Çoğunlukla öyle bir sıkıyor ki dış müdahale olmadan uzaklaşıp evin içine
giremiyorsunuz. :) Çok yakışıklı ve de sevgi dolu bizim Rex’imiz :)
Bu da çaktırmadan çektiğimiz bir fotoğrafı. :) |
-Dedecikle bol bol vakit geçirdim. Çok eğlenceli bir adam
olduğunu fark ettim. Bunca yıldır pek tanımamışım kendisini. Bana hayat
hikayesini anlattı. Çalışıp çabalayıp geldiği nokta ise gerçekten muazzam. Umarım
onun gibi olabilirim ilerde. İlginç esprileri var. Ve onunla belgesel izlemek
inanılmaz derecede eğlenceli. :)
-Bir ilke imza attım. Hayatımın arkadaşlığını kurdum sanırım.
Yaz boyunca yüz yüze görüşmediğim halde her gün konuştuğum bir arkadaşım
olmamıştır hiç. Araya mesafe girdiği an insanları unutan bir yapım var ne yazık
ki. Ama Cemre benim için bir ilk oldu. Tüm yazı başka şehirlerde geçirmemize
rağmen hiç kopmadık. İki gün görüşmesek konuşacak konular dağ olurdu. Onunla yazın
çok eğlendim. :)
Neler çektim?
Mankenin hep kız kardeşim olduğu bir sürü konseptsiz fotoğraf. Fotoğrafta konu işlemem çoğunlukla.
Ojeler çok hoş görünüyordu o yüzden çektim bunu :D Adını "Real Diamond (!)" koydum.
Makyajı uzun sürmüştü ama tek çekimde işimizi tamamladık. Adını "Türkan Şoray Kirpiği" koyabilirim, ha ne dersiniz? :)
Bu fotoğrafta içime sinmeyen bir sürü şey var. Örneğin saçların karmaşası. kolunun duruşu gibi. Ama yine de koymak istedim. Makyajı fena olmamış gibi.
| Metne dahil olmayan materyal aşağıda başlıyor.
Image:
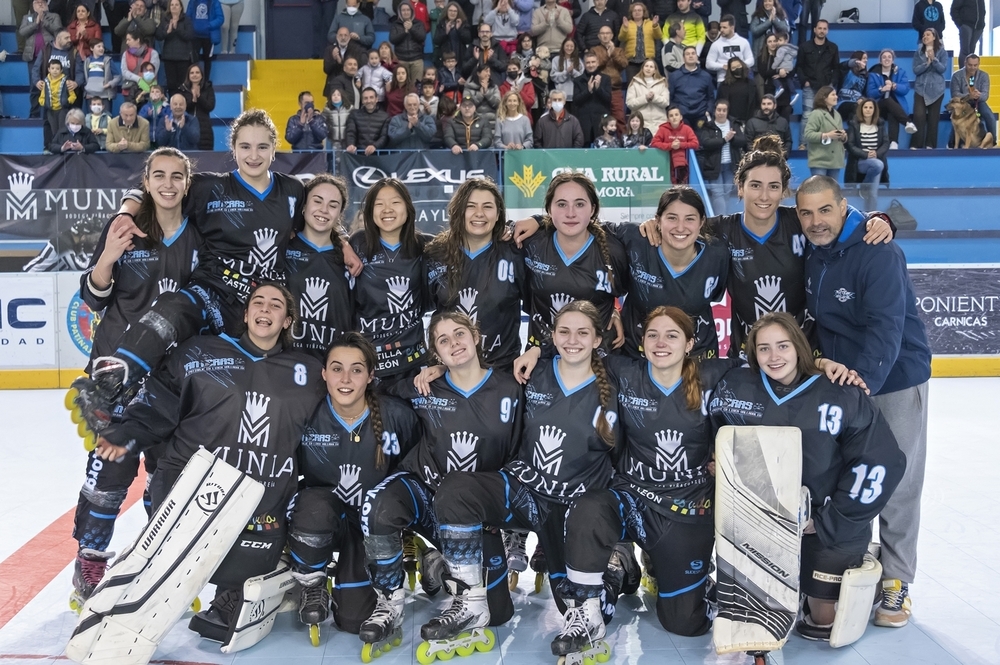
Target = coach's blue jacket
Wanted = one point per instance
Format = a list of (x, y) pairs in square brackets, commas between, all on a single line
[(866, 310)]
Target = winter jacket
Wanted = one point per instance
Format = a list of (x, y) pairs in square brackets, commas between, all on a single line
[(654, 111), (866, 310), (856, 153), (823, 156), (898, 76), (929, 81)]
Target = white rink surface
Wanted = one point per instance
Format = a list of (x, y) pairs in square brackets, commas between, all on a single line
[(956, 614)]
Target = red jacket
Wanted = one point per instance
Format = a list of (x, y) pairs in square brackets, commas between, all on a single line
[(664, 140)]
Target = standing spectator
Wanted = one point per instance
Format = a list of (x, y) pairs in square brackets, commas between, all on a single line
[(970, 18), (176, 31), (930, 63), (558, 128), (178, 128), (767, 121), (649, 94), (207, 18), (513, 129), (358, 26), (825, 136), (975, 83), (551, 24), (128, 132), (818, 64), (691, 88), (408, 36), (199, 97), (592, 97), (368, 126), (721, 145), (638, 36), (867, 150), (678, 138), (306, 130), (888, 83), (729, 45)]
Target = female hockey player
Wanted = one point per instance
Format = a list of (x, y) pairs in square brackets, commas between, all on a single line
[(317, 276), (125, 275), (354, 439), (246, 400), (850, 460), (568, 440), (471, 422)]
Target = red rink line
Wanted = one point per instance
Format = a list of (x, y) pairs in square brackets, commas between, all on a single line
[(29, 570)]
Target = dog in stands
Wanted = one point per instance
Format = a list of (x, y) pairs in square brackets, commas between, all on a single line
[(966, 125)]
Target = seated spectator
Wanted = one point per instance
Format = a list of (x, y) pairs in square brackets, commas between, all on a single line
[(467, 131), (178, 129), (824, 135), (729, 45), (97, 121), (739, 90), (636, 135), (367, 126), (306, 130), (638, 37), (411, 130), (888, 83), (975, 83), (767, 121), (691, 88), (128, 132), (75, 136), (678, 138), (558, 128), (721, 145), (513, 128), (867, 152), (649, 94)]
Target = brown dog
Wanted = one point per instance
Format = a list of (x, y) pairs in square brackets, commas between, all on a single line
[(966, 126)]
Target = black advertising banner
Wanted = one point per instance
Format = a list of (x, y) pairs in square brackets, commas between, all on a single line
[(431, 176), (55, 206)]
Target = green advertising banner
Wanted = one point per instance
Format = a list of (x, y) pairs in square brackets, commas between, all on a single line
[(629, 182)]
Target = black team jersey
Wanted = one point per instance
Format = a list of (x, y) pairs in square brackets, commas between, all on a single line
[(471, 431), (390, 298), (225, 395), (766, 274), (654, 283), (343, 457), (556, 280), (492, 290), (562, 455), (246, 232), (140, 276), (324, 290), (850, 460), (668, 446)]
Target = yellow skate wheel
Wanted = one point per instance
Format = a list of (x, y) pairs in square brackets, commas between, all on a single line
[(424, 656)]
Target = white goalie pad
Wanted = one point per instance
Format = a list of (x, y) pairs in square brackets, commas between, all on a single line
[(148, 588), (854, 605)]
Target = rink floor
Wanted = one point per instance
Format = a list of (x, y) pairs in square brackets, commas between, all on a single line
[(956, 616)]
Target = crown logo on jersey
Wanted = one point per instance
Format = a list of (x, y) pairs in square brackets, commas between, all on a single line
[(255, 425), (348, 487), (548, 453), (467, 302), (769, 296), (462, 456), (669, 454), (399, 297)]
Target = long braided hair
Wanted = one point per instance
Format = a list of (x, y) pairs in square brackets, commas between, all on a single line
[(605, 393)]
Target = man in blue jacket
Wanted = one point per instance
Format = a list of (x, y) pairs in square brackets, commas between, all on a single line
[(865, 309)]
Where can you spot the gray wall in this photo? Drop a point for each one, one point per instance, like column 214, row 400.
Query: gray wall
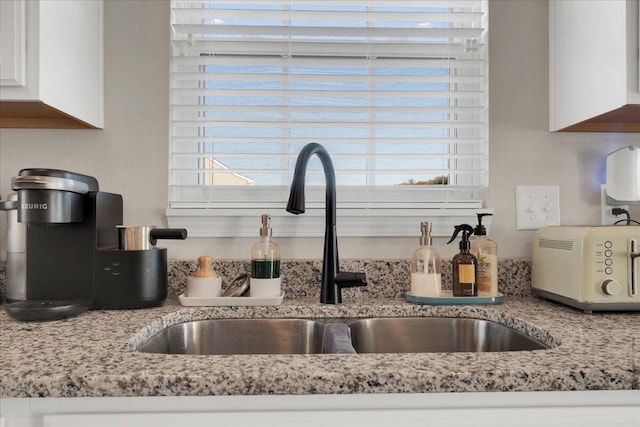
column 130, row 155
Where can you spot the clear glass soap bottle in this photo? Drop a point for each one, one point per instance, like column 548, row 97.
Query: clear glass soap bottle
column 426, row 267
column 265, row 254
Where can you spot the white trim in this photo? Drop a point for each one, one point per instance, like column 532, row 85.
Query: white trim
column 243, row 222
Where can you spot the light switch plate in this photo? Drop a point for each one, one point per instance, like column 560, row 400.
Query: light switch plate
column 537, row 206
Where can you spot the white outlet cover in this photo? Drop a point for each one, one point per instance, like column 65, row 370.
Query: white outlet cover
column 537, row 206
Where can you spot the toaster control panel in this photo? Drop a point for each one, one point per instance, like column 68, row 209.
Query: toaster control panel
column 617, row 266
Bu makyaj yenilebilir guaj boyalarla yapıldı. Çıkarması tam 27 dakika sürdü. Evet saydım :D
Nelere kızdım?
-Annemle babama kızdım. Ettikleri kavgalara… Annemin gidişine…
Babamın akıllanmayışına…
-Yakın bir arkadaşıma kızdım. Çünkü bir hayalimden
bahsettiğimde beni dalgaya aldı. Daha dinlemeden, beni yapamayacakmışım gibi etiketledi.
-Başka bir yakın arkadaşıma kızdım. Çünkü o da başka bir
hayalimin önüne sözleriyle bariyer çekti. Yapmamamı söyledi. Biraz bencilceydi davranışı, ama arkadaşım olduğu için sustum.
-Sınıftaki arkadaşlarıma kızdım ve devam ediyorum kızmaya.
Çünkü… Nedeni yok, bir grup insan dışında sevdiğim pek kişi bulamadım işte… Ya da belki de üniversitede insanlar ukalalık yarışında olduğundandır.
Neler Öğrendim?
-Bir şeylerde daha iyi olmak istiyorsam çalışmam gerektiğini öğrendim. Kendimizi geliştirmeye çabalarsak her zaman diğerlerinden bir adım önde oluruz. Daha da önemlisi kendimizden bir adım önde oluruz. Örneğin benim için şarkı söylemek. Alıştırma yaparak önceki rezilliğimden daha iyi bir yere ulaştım. :) Resim ve fotoğraf konusunda da kendimi geliştirme çabalarına girişeceğim. Bakarsınız harika olurum! ^^
-Sonuçlar iyi olmasa bile yeni şeyler denemek gerektiğini öğrendim. Yenilikler iyidir, güzeldir.
Örneğin bu.
Kahve Dünyası'na gidip -sırf rengi için olduğunu itiraf ediyorum- Nane Limonlu Frozen'ı denedim. Ve beğenmedim. Ama "Hiç içmedim." demeyeceğim. :)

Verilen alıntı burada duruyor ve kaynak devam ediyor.